The basis for modern genetics began with the work of Gregor Mendel, who presented his paper,
"Versuche über Pflanzenhybriden" ("Experiments on Plant Hybridization"), in 1865,[30] which
outlined the principles of biological inheritance, serving as the basis for modern genetics.
[31]
However, the significance of his work was not realized until the early 20th century when
evolution became a unified theory as the modern synthesis reconciled Darwinian evolution
with classical genetics.[32] In the 1940s and early 1950s, a series of experiments by Alfred
Hershey and Martha Chase pointed to DNA as the component of chromosomes that held the
trait-carrying units that had become known as genes.
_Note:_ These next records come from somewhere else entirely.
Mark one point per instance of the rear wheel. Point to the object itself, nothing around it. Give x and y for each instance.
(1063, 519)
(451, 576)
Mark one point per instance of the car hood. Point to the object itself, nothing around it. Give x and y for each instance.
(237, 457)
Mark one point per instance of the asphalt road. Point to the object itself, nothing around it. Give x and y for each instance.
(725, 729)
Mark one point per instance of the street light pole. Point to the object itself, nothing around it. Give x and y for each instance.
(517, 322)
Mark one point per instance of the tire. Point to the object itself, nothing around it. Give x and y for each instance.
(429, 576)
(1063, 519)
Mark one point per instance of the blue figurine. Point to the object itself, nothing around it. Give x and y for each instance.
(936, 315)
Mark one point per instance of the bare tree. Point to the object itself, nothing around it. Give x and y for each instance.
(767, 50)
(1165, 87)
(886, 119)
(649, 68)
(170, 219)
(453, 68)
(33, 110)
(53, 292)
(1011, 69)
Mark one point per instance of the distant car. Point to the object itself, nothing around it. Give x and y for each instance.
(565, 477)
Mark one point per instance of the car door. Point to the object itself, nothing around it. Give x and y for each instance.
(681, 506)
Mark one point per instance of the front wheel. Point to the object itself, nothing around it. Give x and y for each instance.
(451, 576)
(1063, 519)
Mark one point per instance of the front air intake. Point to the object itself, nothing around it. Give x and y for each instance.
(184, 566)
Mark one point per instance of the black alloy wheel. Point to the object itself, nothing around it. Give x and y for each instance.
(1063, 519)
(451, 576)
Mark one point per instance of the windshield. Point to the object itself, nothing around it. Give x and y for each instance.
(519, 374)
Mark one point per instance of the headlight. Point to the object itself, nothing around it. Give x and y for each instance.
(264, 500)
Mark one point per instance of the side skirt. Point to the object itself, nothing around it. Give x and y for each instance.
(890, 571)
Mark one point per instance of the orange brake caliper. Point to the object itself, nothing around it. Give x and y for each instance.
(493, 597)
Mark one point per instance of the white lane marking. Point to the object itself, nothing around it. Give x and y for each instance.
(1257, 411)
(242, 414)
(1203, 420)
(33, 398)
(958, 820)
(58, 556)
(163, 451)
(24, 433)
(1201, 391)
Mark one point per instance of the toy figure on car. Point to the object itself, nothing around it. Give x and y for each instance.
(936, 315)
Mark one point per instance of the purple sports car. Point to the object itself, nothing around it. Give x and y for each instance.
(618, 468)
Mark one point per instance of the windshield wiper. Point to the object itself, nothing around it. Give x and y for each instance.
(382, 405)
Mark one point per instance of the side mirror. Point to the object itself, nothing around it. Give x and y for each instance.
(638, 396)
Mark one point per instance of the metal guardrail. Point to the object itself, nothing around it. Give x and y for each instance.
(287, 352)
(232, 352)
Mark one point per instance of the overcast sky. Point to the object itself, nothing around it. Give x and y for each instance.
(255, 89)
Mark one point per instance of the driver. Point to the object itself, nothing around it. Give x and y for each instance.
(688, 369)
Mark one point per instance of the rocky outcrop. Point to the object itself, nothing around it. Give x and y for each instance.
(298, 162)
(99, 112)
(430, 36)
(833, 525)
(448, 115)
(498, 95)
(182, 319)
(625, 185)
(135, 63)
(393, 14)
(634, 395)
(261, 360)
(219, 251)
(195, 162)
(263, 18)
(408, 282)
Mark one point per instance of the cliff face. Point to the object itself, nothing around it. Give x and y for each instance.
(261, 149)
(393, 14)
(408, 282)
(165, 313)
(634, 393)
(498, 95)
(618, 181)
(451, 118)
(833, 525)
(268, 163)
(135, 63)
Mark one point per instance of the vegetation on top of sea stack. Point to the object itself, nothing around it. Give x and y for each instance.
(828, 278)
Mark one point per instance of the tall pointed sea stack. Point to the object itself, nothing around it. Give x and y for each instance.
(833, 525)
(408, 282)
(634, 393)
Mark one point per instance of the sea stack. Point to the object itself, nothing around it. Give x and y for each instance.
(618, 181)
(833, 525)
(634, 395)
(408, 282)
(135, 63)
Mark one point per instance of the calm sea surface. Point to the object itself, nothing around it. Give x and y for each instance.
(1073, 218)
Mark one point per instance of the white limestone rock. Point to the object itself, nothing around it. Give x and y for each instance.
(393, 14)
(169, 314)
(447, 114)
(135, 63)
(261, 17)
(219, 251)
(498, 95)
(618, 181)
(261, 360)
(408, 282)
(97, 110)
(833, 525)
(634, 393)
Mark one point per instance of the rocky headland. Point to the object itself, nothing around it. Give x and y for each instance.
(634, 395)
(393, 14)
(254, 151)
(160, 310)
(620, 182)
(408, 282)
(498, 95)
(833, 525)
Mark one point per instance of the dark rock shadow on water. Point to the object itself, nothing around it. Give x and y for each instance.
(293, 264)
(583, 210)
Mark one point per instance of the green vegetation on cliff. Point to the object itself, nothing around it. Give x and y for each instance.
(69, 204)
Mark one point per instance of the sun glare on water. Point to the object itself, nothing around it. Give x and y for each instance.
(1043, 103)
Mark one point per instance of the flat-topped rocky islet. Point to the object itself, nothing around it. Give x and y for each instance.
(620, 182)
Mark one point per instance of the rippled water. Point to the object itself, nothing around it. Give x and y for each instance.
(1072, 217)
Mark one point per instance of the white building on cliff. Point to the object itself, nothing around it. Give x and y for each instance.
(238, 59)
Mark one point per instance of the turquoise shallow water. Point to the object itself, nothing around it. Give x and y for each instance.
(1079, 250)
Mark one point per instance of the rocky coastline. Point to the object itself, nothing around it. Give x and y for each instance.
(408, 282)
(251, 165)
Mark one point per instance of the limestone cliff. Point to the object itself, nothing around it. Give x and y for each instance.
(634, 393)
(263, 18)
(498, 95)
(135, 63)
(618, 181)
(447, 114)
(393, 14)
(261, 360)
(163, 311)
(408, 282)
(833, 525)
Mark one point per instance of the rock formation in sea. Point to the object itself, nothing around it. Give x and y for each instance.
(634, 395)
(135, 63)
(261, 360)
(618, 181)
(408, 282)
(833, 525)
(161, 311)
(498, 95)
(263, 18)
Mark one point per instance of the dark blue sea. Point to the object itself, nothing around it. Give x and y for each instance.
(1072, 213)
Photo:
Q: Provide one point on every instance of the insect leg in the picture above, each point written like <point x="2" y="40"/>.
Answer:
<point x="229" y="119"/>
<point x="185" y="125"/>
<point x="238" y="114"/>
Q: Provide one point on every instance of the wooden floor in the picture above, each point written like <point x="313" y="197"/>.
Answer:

A focus on new kinds of model organisms
such as viruses and bacteria, along with the discovery of the double-helical structure of DNA
by James Watson and Francis Crick in 1953, marked the transition to the era of molecular
genetics. From the 1950s to the present times, biology has been vastly extended in
the molecular domain. The genetic code was cracked by Har Gobind Khorana, Robert W.
Holley and Marshall Warren Nirenberg after DNA was understood to contain codons. Finally,
the Human Genome Project was launched in 1990 with the goal of mapping the general
human genome. This project was essentially completed in 2003,[33] with further analysis still
being published. The Human Genome Project was the first step in a globalized effort to
incorporate accumulated knowledge of biology into a functional, molecular definition of the
human body and the bodies of other organisms.